Vaping Linked with Blood Vessel Damage
Electronic cigarettes have become increasingly popular during the past decade as a potentially safer alternative to smoking cigarettes or other tobacco products. But studies suggest that using e-cigarettes, or vaping, also carries health risks.
NIH-funded researchers led by Dr. Matthew Springer from the University of California, San Francisco, recently recruited 120 adults, ages 21 to 50, who were in good health, with no known heart problems. Of the 120 volunteers, 42 regularly used e-cigarettes, 28 smoked conventional cigarettes and 50 used neither.
The researchers tested blood samples from all volunteers and used ultrasound to measure blood-vessel function in a subset of people from each group.
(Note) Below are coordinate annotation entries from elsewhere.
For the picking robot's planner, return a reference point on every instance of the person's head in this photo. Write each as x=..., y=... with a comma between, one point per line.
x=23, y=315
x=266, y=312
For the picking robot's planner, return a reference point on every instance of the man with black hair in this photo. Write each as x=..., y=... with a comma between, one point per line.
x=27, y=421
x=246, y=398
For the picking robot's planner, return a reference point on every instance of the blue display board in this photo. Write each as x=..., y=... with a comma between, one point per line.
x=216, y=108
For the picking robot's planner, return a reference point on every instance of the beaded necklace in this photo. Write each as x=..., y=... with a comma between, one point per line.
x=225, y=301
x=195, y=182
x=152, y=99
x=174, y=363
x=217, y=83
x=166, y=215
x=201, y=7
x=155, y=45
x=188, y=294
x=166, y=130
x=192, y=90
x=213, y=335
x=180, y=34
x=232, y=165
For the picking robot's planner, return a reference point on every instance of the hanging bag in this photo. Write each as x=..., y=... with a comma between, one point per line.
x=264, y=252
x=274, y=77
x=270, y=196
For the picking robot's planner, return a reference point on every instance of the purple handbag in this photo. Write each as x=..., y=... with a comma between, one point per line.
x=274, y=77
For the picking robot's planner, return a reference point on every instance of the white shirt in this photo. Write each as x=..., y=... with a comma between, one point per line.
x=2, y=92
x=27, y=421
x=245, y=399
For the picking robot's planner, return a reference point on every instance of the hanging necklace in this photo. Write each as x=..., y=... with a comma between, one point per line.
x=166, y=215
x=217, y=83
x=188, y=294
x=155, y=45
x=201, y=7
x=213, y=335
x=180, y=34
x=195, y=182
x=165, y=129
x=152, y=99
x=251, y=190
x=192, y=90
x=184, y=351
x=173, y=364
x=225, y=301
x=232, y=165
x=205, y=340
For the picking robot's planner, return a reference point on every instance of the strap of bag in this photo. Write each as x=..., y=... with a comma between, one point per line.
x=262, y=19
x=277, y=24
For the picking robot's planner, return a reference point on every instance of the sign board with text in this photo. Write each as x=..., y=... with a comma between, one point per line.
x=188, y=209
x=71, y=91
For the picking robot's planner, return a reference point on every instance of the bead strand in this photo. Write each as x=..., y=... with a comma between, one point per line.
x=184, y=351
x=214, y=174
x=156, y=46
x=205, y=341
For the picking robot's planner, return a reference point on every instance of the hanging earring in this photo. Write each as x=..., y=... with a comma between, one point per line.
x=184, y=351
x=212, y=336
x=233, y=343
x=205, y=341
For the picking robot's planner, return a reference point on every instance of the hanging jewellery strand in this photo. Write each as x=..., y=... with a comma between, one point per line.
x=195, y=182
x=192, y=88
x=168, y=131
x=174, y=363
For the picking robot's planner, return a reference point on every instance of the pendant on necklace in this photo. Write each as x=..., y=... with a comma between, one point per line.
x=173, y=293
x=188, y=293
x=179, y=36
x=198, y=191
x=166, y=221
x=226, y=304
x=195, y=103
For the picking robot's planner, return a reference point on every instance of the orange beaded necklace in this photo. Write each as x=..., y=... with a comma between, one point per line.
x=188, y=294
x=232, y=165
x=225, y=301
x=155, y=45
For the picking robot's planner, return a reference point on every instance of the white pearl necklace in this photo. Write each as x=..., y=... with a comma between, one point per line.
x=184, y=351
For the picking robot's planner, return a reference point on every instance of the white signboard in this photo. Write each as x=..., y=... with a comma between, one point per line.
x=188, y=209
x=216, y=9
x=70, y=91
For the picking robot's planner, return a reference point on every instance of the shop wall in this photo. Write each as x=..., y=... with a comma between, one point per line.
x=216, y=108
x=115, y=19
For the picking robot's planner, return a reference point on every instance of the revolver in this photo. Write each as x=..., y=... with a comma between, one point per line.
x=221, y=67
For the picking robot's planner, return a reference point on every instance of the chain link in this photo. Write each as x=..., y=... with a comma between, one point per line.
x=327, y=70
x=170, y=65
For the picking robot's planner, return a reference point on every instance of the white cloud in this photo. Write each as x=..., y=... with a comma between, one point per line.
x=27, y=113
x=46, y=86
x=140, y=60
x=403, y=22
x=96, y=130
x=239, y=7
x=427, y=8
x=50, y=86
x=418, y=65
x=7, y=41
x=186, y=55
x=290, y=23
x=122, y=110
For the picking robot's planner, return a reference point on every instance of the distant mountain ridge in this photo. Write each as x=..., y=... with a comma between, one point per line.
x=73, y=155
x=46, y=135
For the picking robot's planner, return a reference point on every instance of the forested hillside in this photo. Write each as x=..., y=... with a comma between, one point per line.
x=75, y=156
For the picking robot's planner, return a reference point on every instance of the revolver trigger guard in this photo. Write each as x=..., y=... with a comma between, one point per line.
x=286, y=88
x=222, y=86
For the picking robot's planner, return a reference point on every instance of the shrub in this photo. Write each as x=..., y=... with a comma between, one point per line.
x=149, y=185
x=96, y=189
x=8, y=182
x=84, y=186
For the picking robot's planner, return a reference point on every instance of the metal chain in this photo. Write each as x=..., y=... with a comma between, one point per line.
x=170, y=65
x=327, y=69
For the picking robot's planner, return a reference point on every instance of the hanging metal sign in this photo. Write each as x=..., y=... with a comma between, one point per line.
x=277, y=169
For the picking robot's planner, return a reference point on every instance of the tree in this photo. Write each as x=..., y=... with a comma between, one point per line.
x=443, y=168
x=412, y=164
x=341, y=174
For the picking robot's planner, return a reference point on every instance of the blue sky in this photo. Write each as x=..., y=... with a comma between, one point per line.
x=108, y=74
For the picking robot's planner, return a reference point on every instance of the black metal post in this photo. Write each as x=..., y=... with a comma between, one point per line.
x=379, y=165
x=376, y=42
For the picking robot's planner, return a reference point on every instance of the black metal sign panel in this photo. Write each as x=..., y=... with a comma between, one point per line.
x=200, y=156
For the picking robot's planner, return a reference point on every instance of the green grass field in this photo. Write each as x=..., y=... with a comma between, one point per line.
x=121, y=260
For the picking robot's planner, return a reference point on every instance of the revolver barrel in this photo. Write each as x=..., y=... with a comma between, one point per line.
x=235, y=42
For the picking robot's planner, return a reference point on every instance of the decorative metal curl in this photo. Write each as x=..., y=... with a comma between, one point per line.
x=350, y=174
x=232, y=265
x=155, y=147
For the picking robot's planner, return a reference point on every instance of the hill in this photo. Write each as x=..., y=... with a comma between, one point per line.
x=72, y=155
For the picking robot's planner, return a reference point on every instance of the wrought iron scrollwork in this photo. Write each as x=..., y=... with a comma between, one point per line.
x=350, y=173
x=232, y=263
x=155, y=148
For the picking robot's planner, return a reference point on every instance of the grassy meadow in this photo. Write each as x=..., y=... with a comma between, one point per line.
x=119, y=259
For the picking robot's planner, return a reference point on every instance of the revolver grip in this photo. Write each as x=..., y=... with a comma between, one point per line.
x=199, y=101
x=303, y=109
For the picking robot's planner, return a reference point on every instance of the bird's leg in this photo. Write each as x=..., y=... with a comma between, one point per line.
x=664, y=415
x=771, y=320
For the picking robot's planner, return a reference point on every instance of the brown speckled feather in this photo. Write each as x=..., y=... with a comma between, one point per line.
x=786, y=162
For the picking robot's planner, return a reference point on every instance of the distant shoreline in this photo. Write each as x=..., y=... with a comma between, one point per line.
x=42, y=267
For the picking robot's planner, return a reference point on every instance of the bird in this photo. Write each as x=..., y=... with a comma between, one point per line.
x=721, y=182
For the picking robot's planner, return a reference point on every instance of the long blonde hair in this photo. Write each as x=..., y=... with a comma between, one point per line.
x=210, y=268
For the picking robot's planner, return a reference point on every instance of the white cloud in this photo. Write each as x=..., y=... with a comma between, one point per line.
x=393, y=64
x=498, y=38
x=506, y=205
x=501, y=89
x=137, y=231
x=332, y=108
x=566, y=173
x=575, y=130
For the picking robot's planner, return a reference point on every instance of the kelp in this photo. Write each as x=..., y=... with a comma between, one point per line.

Results were published in Arteriosclerosis, Thrombosis and Vascular Biology.
Testing showed the blood vessels of cigarette smokers and e-cigarette users were less able to expand than the nonsmokers. The team also found signs of impaired blood vessel function when testing their blood serum. Both smokers and e-cigarette users had signs in their blood of increased inflammation and higher risk of blood clots.
In another study published in the same journal issue, the researchers exposed rats to different components of cigarettes and e-cigarettes. These included nicotine, menthol and two gasses found in both products.
Nicotine, the gasses and the inert particles all interfered with blood-vessel function. This suggested that a general response in the body to airway irritation, rather than exposure to any one compound, was driving a drop in blood flow.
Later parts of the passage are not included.